[Freeipa-devel] [PATCH] 274 Password change capability for form-based auth

Rob Crittenden rcritten at redhat.com
Tue Jun 12 20:24:36 UTC 2012


Martin Kosek wrote:
> On Mon, 2012-06-11 at 13:52 -0400, Rob Crittenden wrote:
>> Martin Kosek wrote:
>>> On Mon, 2012-06-11 at 10:36 +0200, Martin Kosek wrote:
>>>> On Thu, 2012-06-07 at 23:07 -0400, Simo Sorce wrote:
>>>>> On Thu, 2012-06-07 at 22:28 -0400, Rob Crittenden wrote:
>>>>>> Martin Kosek wrote:
>>>>>>> You can use the attached script (changepw.py) to test the PW change
>>>>>>> interface from command line (on IPA server).
>>>>>>>
>>>>>>> ---
>>>>>>>
>>>>>>> IPA server web form-based authentication allows logins for users
>>>>>>> which for some reason cannot use Kerberos authentication. However,
>>>>>>> when a password for such users expires, they are unable change the
>>>>>>> password via web interface.
>>>>>>>
>>>>>>> This patch adds a new WSGI script attached to URL
>>>>>>> /ipa/session/change_password which can be accessed without
>>>>>>> authentication and which provides password change capability
>>>>>>> for web services.
>>>>>>>
>>>>>>> The actual password change in the script is processed with kpasswd
>>>>>>> to be consistent with /ipa/session/login_password.
>>>>>>>
>>>>>>> Password result is passed both in the resulting HTML page, but
>>>>>>> also in HTTP headers for easier parsing in web services:
>>>>>>>      X-IPA-Pwchange-Result: {ok, invalid-password, policy-error}
>>>>>>>      (optional) X-IPA-Pwchange-Policy-Error: $policy_error_text
>>>>>>>
>>>>>>> https://fedorahosted.org/freeipa/ticket/2276
>>>>>>
>>>>>> It is probably more efficient to change the password using ldap.
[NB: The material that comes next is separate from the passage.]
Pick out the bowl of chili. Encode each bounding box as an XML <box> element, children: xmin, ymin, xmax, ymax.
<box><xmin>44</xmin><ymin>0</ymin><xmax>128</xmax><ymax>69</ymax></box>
Simo,
>>>>>> do you know of an advantage of using one over the other? Better password
>>>>>> policy reporting may be reason enough.
>>>>>
>>>>> Yes you'll get better error reporting, plus forking out kpasswd is quite
>>>>> ugly, the python ldap code should be able to use the ldap passwd extend
>>>>> op quite easily.
>>>>>
>>>>> Simo.
>>>>>
>>>>
>>>> Ok, sending a second version of the patch based on password change via
>>>> LDAP. The error reporting is indeed easier and with no hard-coded
>>>> parsing.
>>>>
>>>> Martin
>>>
>>> This patch will only work with SELinux disabled, it seems there is a
>>> regression in SELinux policy which does not allow httpd to connect to
>>> dirsrv socket. I logged a Bug:
>>>
>>> https://bugzilla.redhat.com/show_bug.cgi?id=830764
>>>
>>> This issue also disables other pages using dirsrv socket, like the
>>> migration page or password-expiration detection in form-based auth.
>>>
>>> Martin
>>
>> For '200 Success' you can use rpcserver.HTTP_STATUS_SUCCESS.
>
> Fixed.
>
>>
>> This works ok and does successfully change passwords but I don't like
>> the logging very much.
>
> Actually it does, it just did it in DEBUG level.
>
> I adapted the logging style from /ipa/session/login_password WSGI
> script, but I see that since this is a special page, it should have a
> bit different logging.
>
> Under normal conditions, it now prints a line when
> - the WSGI script is started on INFO level, i.e. in httpd error_log by
> default
> - parameters are validated and we start password change for user (user
> is now printed in log too - this will be useful)
> - when the WSGI script finishes - with either success or error status
>
>>   It should say that this is the password request
>> URI somewhere at a minimum. Having the HTTP response is a bit strange
>> too, and I don't know if a 400 should be logged as info.
>
> I used bad_request method of HTTP_Status class. It uses info log level
> for 400 statuses. I can change that, but it will be changed for all WSGI
> scripts using HTTP_Status. So far, judging from what I saw in
> rpcserver.py we use error log level when there is a problem on our side
> and not in a user request...
>
>>
>> I think this test program could be made into a test suite too,
>> particularly to check the more esoteric parts like checking for missing
>> options, too many options, etc.
>>
>> rob
>
> I added a test suite exercising this WSGI script. It is based on
> built-in httplib instead of original pyCurl - it has much better output
> parsing and is easier to handle.
>
> The new unit test tests bad options, authentication errors and of course
> successful password change, including a verification that that the
> password was actually changed.
>
> Martin

ACK, pushed to master. I like the tests very much.